More compelling to me are the straightforward facts about breast milk: It contains all the vitamins and nutrients a baby needs in the first six months of life (breast-fed babies don’t even need to drink water, milk provides all the necessary hydration), and it has many germ- and disease-fighting substances that help protect a baby from illness. Oh, also: The nutritional and immunological components of breast milk change every day, according to the specific, individual needs of a baby. Yes, that’s right, and I will explain how it works in a minute. Not nearly enough information is provided by doctors, lactation counselors, or the internet about this mind-blowing characteristic of milk.
I made the choice to breast-feed around the same time I was offered a full-time job writing about food. Every morning at 7 a.m., I nurse my daughter. At the office, I pump milk two times a day. When I come home, we nurse, and then at 7 p.m., we nurse before she goes to bed. A few nights a week, I go out to dinner for work.
For six months straight, I woke up every night at 3 a.m. and pumped milk for half an hour in order keep my supply ahead of her demand. (Three a.m. is possibly the darkest, loneliest, and most quiet hour of the night, but I had the reassuring, rhythmic sound of my pale-yellow breast pump to keep me company.) For the last 10 months, there hasn’t been one minute of my life when I wasn’t thinking about, writing about, eating, and/or producing food.
Food points to who we are as animals—human beings with a fundamental need for nourishment, survival—but also to who we are as people: individuals with families, histories, stories, idiosyncrasies. Every day, calories, vitamins, and even clues about the culture I live in flow, drip, leak, and squirt out of my boobs, staining my clothes and making my skin sticky. And every day, I wonder what exactly goes into this miraculous substance.

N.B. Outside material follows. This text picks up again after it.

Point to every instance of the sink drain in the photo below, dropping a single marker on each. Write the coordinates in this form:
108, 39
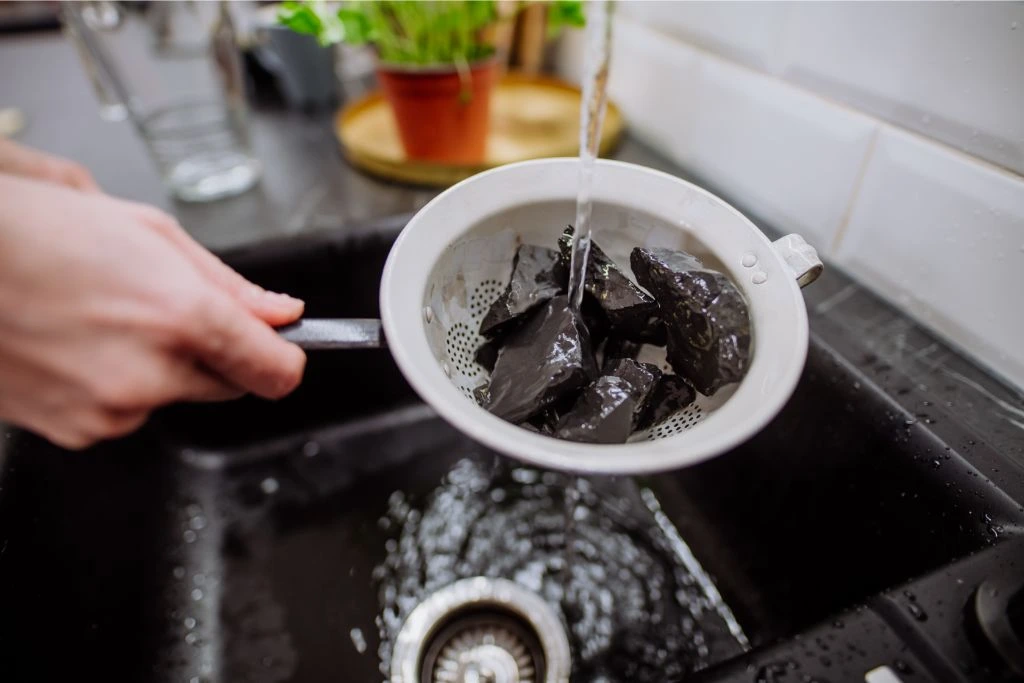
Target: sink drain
481, 631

“People tend to underestimate what milk is,” says Katie Hinde, a biologist and associate professor at the Center for Evolution and Medicine at the School of Human Evolution & Social Change at Arizona State University. She also runs the very funny, highly informative, and deeply nerdy blog Mammals Suck… Milk!
“That’s in part because you go to the store and there’s an entire aisle dedicated to buying milk that is literally a homogenized, standardized food. It leads us to take mother’s milk for granted.”
But right now, researchers like Hinde—a mix of evolutionary biologists, dairy scientists, microbiologists, anthropologists, and food chemists—are examining milk, and the more closely they look, the more complexities they find.